The project will include a 12,663-square-foot canopy with signage on all sides, an approximately 200-square-foot control facility and associated site improvements and landscape enhancement on the 2.88-acre lot.
Some residents have expressed concerns over perceived traffic and environmental issues that could arise from the project, including a significant increase to traffic along Fostoria Way and a decrease in air quality resulting from the number of vehicles and gas station facilities.
The lone dissenting vote came from commissioner Howard Frank, who was left unconvinced that the project wouldn't cause detrimental harm to the city and neighborhood.

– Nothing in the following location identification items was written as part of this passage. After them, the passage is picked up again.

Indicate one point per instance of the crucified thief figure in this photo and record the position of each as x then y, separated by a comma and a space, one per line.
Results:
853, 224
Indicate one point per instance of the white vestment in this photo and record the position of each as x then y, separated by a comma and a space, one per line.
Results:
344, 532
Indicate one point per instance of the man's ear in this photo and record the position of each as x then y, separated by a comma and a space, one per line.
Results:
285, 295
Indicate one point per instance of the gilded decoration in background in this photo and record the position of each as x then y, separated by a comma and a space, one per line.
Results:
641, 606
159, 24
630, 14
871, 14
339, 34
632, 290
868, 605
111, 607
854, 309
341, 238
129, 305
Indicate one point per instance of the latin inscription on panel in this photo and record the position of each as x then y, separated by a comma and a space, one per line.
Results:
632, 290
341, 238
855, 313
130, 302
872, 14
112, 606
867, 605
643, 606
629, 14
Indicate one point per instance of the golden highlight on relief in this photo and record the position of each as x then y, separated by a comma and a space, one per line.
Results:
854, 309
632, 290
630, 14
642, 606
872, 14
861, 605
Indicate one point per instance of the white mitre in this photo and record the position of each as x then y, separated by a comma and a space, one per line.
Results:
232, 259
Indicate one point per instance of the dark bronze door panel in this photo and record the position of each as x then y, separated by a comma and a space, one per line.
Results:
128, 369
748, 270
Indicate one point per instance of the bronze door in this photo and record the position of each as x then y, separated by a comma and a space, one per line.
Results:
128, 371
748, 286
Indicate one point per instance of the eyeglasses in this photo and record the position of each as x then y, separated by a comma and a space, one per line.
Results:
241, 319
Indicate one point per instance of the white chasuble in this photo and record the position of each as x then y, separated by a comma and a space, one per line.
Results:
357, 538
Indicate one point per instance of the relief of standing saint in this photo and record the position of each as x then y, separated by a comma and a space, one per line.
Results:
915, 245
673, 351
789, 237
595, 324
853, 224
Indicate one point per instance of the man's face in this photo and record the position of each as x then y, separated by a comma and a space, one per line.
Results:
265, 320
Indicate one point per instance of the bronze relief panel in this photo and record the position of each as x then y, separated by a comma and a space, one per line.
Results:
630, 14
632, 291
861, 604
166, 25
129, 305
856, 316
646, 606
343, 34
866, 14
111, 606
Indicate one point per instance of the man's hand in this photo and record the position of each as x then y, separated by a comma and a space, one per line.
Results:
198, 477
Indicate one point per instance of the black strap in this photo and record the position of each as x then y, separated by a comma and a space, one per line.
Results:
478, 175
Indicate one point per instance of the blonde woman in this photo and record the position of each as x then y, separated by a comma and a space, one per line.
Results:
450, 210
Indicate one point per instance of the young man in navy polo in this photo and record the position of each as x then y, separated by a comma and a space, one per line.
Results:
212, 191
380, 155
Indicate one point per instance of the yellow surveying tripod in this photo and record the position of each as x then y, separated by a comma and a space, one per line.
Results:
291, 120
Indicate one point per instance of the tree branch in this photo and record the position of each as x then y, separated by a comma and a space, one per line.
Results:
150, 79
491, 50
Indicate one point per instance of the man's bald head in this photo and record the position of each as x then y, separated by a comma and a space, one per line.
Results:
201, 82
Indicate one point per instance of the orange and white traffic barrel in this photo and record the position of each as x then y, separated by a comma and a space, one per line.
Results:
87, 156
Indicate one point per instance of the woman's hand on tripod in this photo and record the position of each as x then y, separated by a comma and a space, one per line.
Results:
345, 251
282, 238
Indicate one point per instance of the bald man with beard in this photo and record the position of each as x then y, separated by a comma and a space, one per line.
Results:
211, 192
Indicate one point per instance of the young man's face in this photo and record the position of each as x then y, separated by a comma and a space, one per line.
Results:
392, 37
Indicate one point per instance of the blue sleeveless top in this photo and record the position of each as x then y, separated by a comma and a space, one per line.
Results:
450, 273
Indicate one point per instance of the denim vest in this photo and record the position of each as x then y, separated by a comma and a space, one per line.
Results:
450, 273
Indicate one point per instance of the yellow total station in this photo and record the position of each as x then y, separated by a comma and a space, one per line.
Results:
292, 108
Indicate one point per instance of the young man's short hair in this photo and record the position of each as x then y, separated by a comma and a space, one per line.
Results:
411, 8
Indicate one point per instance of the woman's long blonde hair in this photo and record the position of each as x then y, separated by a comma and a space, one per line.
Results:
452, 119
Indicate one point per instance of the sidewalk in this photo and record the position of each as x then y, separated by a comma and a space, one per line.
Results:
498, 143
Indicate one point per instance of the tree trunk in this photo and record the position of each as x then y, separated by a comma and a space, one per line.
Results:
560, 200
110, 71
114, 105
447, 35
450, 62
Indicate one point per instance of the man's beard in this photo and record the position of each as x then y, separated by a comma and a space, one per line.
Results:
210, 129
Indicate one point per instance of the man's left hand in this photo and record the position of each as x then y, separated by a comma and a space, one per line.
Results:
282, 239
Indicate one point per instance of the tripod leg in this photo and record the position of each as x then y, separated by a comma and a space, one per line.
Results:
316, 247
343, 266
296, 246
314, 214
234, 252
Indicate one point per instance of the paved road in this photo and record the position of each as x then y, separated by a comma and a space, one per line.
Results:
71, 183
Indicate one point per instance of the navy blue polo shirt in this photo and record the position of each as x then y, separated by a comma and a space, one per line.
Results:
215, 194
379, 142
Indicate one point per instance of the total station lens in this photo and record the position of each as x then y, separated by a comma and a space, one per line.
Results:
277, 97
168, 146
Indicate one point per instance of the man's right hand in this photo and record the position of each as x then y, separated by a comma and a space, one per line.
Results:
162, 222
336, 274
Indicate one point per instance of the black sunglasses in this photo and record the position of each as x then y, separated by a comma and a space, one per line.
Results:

"I think Costco has made a compelling case that fueling, position, size, has no bearing on demand and will actually reduce idle times," Frank said. "On the other hand, much of the traffic study, and in turn some of the data that went into the air quality study, was based on what are admittedly proprietary numbers that are not fully known. In fact, I would go so far as to say that Costco -- and it's their right -- has not been entirely transparent on those numbers; and in my mind that prevents what I believe to be a fair apples-to apples-analysis."
Commissioner Gary Alpert recused himself from the conversation, saying he would do so out of an abundance of caution because he has a financial interest in the Costco Corporation.
Any resident opposed to the project has until Monday Dec. 28 to file an appeal challenging the project. If an appeal does go through, the gas station would be sent to the City Council for final deliberations.